Open functicons opened 5 years ago
I think it's good to separate FlinkCluster's spec.job into separate CRDs. If you create separate CRDs such as FlinkJob and BeamJob, and add controllers for each, it seems to be a much more extensible structure.
In particular, Beam support - #64, #174 - will increase complexity if the current FlinkCluster CRD & controller supports it. I hope this issue is addressed to keep the operator simple and extensible.
Previously, I thought about job CRD even for job clusters, but that means users have to deal with 2 CRDs, but I want to keep things simple, that's why I embedded jobSpec in the FlinkCluster CRD.
I agree to keep it simple. In the current implementation, handling flink job with the FlinkCluster spec seems simple. However, as time goes by, I'm a little concerned that the current structure will be more complex as the community wants more functionality like Beam support. The seamless job update I suggested would have been less expensive to add functionality if there was a separate FlinkJob. I don't think it's urgent to seperate FlinkJob from the FlinkCluster now.
However, I don't think two CRDs will be burdensome for users. Just like the k8s apps/deployment spec includes a pod template. If the FlinkJob spec includes the FlinkCluster spec, the user who wants the job cluster will only need to handle the FlinkJob CR when creating the job cluster. In this case, you will not have to link FlinkJob to FlinkCluster by creating FlinkJob and FlinkCluster respectively. For example:
apiVersion: flinkoperator.k8s.io/v1beta1
kind: FlinkJob
metadata:
name: flink-job
spec:
jarFile: ./examples/streaming/WordCount.jar
className: org.apache.flink.streaming.examples.wordcount.WordCount
flinkClusterTemplate:
image:
name: flink:1.8.1
jobManager:
taskManager:
replicas: 2
flinkProperties:
With job CRD, how do you model Beam job?
When there was a branch in the reconcile logic between the Flink job and the Beam job, I was concerned about the complexity of supporting one CRD. If a beam job is supported via FlinkRunner without a job server, it seem there is no need to separate the BeamJob CRD at this time. In the future, it may be necessary to separate FlinkJob CRDs from FlinkCluster if they become feature rich, but I don't think it is urgent as mentioned in the previous comments.

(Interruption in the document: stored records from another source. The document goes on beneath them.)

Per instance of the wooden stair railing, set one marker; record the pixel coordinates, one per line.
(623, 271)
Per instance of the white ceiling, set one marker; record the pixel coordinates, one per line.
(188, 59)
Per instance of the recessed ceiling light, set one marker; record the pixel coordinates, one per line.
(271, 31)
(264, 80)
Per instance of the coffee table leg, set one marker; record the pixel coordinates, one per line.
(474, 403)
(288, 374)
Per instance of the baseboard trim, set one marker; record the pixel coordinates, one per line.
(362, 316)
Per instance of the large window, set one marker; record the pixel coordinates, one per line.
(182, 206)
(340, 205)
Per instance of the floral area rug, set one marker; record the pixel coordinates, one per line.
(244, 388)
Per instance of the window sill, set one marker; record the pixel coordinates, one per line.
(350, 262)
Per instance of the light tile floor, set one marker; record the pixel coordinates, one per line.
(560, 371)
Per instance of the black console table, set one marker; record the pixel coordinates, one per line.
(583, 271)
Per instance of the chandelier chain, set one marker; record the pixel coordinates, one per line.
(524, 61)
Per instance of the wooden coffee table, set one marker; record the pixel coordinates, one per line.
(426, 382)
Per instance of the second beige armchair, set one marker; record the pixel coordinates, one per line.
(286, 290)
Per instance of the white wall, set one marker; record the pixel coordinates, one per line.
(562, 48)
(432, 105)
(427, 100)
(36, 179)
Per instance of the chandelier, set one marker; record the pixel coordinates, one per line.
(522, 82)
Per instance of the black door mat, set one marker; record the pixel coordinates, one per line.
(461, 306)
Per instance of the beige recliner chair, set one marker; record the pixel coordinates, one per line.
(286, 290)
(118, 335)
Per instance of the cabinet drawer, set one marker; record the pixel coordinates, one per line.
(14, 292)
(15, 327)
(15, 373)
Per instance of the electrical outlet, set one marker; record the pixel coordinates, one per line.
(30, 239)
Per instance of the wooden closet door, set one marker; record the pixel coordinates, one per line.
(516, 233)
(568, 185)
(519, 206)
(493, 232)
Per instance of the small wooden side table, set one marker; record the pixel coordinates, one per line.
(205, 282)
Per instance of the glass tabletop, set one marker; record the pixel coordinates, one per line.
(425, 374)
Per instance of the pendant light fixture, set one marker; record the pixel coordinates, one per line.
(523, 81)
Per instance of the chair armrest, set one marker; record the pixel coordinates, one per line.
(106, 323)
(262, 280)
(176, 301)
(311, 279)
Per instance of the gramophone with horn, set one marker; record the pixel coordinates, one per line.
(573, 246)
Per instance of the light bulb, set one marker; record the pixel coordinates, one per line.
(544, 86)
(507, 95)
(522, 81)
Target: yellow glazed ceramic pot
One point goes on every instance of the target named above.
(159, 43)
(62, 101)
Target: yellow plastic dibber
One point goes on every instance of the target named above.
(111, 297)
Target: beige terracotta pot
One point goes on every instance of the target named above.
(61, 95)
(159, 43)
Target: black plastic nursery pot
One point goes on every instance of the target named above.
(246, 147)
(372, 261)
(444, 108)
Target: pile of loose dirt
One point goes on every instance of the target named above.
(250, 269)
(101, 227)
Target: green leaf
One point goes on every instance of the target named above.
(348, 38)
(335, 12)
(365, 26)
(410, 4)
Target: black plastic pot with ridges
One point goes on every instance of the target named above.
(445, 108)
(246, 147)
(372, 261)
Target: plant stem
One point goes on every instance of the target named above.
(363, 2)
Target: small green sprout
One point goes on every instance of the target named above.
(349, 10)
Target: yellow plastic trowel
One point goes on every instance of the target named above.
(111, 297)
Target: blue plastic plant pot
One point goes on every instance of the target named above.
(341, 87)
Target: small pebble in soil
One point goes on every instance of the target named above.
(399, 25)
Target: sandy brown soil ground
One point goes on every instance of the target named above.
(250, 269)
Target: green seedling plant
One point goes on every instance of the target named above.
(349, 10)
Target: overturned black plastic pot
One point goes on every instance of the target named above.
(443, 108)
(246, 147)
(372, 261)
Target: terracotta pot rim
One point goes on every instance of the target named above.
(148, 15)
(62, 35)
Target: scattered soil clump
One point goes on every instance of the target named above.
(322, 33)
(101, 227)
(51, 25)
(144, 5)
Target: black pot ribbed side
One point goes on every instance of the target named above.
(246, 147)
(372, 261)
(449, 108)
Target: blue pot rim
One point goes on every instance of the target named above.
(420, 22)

Currently after a session cluster is up and running, we have to submit jobs to the cluster through Flink's API endpoint, which usually means the user has to install Flink CLI on their local machine.
We could consider adding a new CRD and controller for job submission, after a job CR is created the controller gets notified and submit the job to the cluster automatically, it also polls the job status and update the CR. We might also migrate the current job submission to job cluster to the approach as well.